I’m tackling Internet of Things Edge computing in the first of many posts as I finally have some time to gather my notes and thoughts after an intense four days in Orlando at the ARC Advisory Group Industry Forum.

Announced during the Monday press conferences and later at a special breakfast presentation, Inductive Automation announced a series of products designed to take more power to the edge of the network. Certainly much work has been done regarding computing at the edge for the past couple of years.

So, Inductive Automation announced a March release for a line of products built on an embedded version of Ignition—Ignition Edge. Inductive Automation was recently in the news with an announcement that growth has been so good that it bought a building to house its growing workforce.

Ignition Edge by Inductive Automation is a line of lightweight, low-cost Ignition products to be embedded into field and OEM devices at the edge of the network. Ignition is designed to work on central servers and deploy to multiple clients, while Ignition Edge products can be installed on devices at the edge.
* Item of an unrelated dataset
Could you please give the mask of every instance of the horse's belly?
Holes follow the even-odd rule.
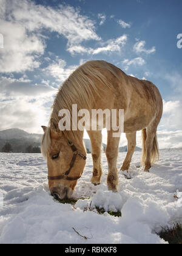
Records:
[[[124,123],[124,132],[126,133],[141,130],[146,128],[151,121],[149,116],[132,117]]]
With Ignition and Ignition Edge together, organizations can build scalable and affordable enterprise-wide systems.

Don Pearson, Inductive Automation, discusses Ignition Edge“To truly have IIoT, industrial organizations need a new architecture,” said Don Pearson, chief strategy officer for Inductive Automation. “A big part of that involves collecting data near the source, at the edge of the network. It means polling as close to the devices as possible, rather than from the SCADA system. Ignition Edge is a very affordable way to get data from the edge and into a database so it can be leveraged for analysis and better decision-making.”

One of the products features embedded MQTT protocol. Cirrus Link Solutions is based in Kansas City, Kan. Arlen Nipper, president of Cirrus Link, is a co-inventor of Message Queueing Telemetry Transport (MQTT). MQTT is a lightweight pub/sub messaging transport that’s perfectly suited to the IIoT. MQTT provides fast, bi-directional communication in a very simple manner, so it requires minimal network bandwidth.

Nipper co-invented MQTT with Andy Stanford Clark of IBM specifically for real-time, mission-critical SCADA systems. Ignition Edge capitalizes on MQTT for more efficient, easier access to data. “Having the power of Ignition extend down to edge devices in the field offers a disruptive approach to how industrial network infrastructures are designed, deployed, and managed,” said Nipper.

Ignition Edge Panel enables creation of local HMIs for field devices. It enables edge-of-network HMI functionality with robust Ignition features, including one local client, one remote web client for mobile access, and alarming features including email notification. It includes one week of data buffering for trending and local client fallback for mission-critical applications.

Ignition Edge Enterprise acts as an Agent Gateway in a multi-Gateway Ignition system by leveraging the Ignition Enterprise Administration Module (EAM). So it requires that the EAM be installed on the central Ignition Gateway. It’s got powerful features such as remote backup, restoration management, centralized monitoring of performance and health metrics, and remote alarm notification. Edge Enterprise comes with up to a week of data buffering, and it can synchronize local tag history to a central Ignition historian for store-and-forward.

Ignition Edge MQTT by Cirrus Link was developed by Cirrus Link Solutions, a strategic partner of Inductive Automation. Ignition Edge MQTT enables publication of field device data through MQTT. It turns virtually any field device, such as a touch panel or a client terminal, into a lightweight, MQTT-enabled edge gateway. Ignition Edge MQTT uses MQTT to transmit data to any MQTT broker and supports the Sparkplug data-encoding specification.